In an essay simply titled “Our Birthday,” Chesterton turned an occasion celebrated everywhere and all the time into an occasion to make some profoundly important points. He began by reminding his readers of two things.
For starters, a birthday is an occasion for reminding ourselves – or “defiantly affirming” – that it is a good thing to be alive. Secondly, the birthday boy or girl is reminded that they are celebrating something they played no role in bringing about. This reminder is doubly important in today’s post agrarian world when children are an economic cost, or perhaps even burden, rather than an economic necessity or bonus.
Chesterton might have been charged with stating the obvious. Of course, the newborn babe played no part in his—or her—own creation. But modern thinkers have no sense of receiving things from the “real world,” including receiving things from the “past,” or from one’s “parents,” or from the “patriotic tradition,” or from the “moral philosophy of mankind.”
Instead of being thankful for the world around him, Chesterton’s “modern man” expected to BE thanked for his additions to the world. Instead of being thankful for receiving things, this same modern man seeks credit for what he has built or created or discovered, whether that might be a new structure, or a higher level of consciousness, or even a new religion.
From Chesterton’s standpoint these thinkers never seemed to grasp the idea of receiving a religion or perhaps even receiving a revelation. Instead, some among them claim to have made a religion, without ever realizing that this involves making a cosmos, or, better yet, understanding that there “already is a cosmos that has made us.”
Of course, Chesterton believed in making things, including jokes and pictures, books and toys, and farms and sacred images.
But more importantly, he believed in making homes. In fact, he saw much that was quite right about making things in one’s own home and in one’s own “workshop.” All of these homes and workshops, however, constituted “only half the world.”
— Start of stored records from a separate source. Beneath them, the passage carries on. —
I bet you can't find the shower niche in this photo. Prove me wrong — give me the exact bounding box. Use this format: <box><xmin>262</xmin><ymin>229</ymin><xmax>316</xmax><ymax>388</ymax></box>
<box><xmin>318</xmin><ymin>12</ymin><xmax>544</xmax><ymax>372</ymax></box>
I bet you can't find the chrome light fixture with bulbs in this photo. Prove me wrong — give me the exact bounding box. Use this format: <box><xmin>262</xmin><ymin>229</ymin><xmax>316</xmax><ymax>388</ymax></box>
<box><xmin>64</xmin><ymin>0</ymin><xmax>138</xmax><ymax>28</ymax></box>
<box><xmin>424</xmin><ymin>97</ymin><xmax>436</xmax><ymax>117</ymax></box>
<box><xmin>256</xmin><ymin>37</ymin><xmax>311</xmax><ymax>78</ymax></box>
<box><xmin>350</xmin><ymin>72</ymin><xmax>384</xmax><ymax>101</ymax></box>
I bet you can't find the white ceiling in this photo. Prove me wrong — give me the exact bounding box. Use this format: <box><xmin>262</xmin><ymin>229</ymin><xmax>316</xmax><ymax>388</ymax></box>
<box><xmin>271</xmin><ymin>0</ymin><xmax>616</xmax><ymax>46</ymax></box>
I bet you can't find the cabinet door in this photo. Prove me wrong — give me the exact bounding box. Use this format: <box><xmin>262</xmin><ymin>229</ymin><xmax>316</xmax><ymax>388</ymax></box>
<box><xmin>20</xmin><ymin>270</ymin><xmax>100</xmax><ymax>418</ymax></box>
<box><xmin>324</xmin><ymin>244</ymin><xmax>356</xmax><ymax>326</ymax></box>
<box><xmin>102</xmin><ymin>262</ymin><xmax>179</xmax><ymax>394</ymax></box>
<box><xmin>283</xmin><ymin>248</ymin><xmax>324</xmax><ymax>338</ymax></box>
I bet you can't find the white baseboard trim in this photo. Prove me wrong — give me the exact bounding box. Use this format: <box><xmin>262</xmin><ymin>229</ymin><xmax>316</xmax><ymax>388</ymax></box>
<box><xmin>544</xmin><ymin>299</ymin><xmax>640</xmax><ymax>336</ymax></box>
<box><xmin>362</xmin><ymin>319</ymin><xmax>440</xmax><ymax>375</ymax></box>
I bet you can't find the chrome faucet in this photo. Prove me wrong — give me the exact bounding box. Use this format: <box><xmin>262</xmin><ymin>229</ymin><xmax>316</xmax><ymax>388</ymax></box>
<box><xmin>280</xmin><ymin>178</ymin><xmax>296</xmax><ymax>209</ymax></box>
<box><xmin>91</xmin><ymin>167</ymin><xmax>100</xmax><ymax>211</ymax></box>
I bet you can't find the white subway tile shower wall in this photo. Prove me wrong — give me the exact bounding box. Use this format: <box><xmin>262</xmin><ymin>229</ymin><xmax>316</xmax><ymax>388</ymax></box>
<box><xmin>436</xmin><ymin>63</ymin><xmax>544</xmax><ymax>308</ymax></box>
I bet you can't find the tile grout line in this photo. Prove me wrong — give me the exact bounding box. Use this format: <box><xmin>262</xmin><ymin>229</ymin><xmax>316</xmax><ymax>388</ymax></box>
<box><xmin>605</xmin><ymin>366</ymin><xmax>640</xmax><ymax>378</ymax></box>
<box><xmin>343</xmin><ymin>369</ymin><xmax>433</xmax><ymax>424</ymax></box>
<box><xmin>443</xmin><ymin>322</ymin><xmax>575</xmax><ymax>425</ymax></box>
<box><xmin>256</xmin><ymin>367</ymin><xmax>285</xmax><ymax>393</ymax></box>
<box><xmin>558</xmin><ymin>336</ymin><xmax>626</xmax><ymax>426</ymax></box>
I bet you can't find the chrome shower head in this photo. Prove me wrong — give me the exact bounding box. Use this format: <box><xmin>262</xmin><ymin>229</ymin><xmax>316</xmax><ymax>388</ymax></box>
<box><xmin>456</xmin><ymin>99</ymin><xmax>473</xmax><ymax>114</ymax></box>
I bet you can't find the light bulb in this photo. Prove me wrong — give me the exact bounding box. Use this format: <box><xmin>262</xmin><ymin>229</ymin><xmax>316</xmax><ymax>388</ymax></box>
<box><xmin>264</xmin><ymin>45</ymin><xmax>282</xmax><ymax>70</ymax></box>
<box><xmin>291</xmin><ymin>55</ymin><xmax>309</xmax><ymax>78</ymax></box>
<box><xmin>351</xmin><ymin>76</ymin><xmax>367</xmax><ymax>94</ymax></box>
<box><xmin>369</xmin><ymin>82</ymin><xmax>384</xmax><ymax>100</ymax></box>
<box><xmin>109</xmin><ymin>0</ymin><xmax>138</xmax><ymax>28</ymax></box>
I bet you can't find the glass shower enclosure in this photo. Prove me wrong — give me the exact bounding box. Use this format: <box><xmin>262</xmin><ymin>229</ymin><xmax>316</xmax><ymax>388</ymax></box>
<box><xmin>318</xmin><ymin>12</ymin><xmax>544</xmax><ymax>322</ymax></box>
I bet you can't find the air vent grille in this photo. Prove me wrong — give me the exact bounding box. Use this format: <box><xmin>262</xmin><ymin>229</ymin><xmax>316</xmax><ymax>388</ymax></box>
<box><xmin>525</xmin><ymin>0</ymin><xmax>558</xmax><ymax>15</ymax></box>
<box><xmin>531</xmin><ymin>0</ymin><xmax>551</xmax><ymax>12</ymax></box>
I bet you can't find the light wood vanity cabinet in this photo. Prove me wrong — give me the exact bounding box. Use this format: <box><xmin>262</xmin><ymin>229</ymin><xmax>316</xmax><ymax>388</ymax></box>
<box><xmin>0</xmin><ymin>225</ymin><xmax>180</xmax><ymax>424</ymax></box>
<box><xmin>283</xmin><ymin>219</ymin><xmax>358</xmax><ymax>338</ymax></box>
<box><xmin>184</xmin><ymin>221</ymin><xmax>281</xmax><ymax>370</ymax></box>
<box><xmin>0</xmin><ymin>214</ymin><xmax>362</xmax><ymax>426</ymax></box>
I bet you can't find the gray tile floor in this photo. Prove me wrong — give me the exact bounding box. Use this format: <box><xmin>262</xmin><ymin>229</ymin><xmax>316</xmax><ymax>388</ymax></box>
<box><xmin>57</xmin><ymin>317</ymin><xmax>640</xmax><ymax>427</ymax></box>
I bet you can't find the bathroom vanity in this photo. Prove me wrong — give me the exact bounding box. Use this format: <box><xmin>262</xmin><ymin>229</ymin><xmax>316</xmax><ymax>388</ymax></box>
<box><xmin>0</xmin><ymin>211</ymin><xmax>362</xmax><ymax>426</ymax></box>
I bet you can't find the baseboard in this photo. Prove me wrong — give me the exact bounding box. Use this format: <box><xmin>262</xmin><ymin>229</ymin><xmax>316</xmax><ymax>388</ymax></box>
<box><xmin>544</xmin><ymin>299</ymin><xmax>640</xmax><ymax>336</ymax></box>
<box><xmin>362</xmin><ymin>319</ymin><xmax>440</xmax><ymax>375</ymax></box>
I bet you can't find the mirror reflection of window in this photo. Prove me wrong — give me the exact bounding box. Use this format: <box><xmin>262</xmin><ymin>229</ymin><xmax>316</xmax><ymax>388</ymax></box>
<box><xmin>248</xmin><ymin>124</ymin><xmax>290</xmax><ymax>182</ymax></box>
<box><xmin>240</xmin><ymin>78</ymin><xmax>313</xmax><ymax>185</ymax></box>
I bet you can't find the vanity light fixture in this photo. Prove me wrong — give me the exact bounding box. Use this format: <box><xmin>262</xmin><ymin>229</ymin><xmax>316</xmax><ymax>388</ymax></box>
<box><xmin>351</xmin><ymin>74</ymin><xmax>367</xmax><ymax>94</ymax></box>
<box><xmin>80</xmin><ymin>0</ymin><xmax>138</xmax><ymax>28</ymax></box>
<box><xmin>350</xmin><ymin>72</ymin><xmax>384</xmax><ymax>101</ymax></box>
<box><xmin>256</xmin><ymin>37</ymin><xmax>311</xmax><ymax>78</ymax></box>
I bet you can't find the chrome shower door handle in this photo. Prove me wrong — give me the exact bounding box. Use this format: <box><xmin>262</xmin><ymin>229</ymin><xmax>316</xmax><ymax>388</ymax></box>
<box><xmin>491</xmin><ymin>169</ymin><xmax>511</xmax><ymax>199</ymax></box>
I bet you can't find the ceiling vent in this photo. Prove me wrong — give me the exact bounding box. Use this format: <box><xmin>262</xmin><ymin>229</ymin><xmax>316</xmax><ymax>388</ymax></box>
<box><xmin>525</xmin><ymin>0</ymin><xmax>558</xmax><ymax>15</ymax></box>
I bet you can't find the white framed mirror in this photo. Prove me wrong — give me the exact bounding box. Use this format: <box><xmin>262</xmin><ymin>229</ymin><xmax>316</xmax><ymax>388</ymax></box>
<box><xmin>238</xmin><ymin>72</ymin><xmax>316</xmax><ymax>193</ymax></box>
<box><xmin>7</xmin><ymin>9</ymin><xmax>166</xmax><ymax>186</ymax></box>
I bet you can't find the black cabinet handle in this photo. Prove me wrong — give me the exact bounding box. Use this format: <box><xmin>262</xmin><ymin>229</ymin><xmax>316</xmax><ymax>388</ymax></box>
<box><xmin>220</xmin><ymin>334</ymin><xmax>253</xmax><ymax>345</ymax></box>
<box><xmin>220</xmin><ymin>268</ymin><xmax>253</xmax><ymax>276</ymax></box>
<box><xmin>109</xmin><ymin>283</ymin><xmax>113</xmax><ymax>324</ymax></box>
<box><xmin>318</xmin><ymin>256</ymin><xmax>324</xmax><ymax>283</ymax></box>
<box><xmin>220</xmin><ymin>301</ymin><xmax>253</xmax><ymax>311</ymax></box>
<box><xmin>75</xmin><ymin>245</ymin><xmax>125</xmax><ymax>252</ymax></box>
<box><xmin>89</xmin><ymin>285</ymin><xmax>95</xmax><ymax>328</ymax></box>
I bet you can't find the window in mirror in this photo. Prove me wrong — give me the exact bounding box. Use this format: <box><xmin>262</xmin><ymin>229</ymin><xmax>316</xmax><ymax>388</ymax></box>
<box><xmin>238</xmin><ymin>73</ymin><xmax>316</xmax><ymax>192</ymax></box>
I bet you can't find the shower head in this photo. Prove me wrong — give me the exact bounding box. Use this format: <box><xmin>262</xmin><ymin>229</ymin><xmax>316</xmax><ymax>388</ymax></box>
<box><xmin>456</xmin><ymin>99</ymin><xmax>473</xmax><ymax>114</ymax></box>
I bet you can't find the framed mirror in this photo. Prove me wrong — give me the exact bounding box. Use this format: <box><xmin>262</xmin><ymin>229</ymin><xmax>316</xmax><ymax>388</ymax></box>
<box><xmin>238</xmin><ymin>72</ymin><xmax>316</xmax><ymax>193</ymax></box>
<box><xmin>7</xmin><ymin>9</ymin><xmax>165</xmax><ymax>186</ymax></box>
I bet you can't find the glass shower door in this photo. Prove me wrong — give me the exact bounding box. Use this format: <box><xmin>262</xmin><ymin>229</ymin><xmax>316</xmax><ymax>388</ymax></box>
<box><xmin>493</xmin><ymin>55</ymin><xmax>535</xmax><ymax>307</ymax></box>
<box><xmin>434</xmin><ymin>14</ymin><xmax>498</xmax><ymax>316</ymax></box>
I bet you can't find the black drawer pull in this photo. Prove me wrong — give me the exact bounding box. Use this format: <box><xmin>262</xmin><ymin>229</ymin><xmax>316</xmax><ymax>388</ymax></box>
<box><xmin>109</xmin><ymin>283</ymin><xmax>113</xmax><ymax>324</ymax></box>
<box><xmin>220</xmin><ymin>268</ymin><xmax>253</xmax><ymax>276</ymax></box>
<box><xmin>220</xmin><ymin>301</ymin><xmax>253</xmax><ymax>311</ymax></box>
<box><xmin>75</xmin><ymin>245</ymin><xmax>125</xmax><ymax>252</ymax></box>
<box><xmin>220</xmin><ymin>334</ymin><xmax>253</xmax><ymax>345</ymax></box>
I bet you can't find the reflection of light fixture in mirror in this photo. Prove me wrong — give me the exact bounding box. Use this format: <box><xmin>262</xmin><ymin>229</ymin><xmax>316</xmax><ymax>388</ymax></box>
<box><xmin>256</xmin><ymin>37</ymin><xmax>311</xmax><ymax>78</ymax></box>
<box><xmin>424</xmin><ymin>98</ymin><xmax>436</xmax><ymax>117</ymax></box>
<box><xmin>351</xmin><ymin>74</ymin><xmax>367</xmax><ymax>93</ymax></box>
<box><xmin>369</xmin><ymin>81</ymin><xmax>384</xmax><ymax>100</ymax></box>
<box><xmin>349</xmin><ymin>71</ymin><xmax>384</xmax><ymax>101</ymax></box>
It was the other half of the world that birthdays served to remind us of. That would be the world that we did not make. That would also include the world that we could not make, starting with ourselves.
Actually, Chesterton was reminded of that world on many more days than his own birthday. He was reminded of it every time he went for a walk. After all, every one of his “mental doors” opened up on a world that he knew that he had not made.
Whether walking or writing, Chesterton worried that ignoring this “other half of life” left one with a very narrow view. It was a take on life that left out “all receptivity, all inheritance, all gratitude, all worship.” Perhaps this explains why those who possess a sense of this “other half of life” have lots more children than those who lack it. The birth dearth of much of our modern world is certainly a by-product of our highly secular and highly affluent age.
In essence, it all comes down to one’s philosophy of life. For G. K. Chesterton, unless one has a philosophy that begins with the cosmos that he has inherited, one is all too likely to deny life—and to forget what birthdays should be about. Unless one’s philosophy includes all of the “actualities” that are around, then one has only “half a philosophy.”
Someone with only “half a philosophy” may well be the “wittiest man in the world,” but in a very real sense he is only “half-witted.” And very witty, half-witted people may well be so content with their pleasure-filled, child-free lives that they never stop to realize theirs is a future without a future.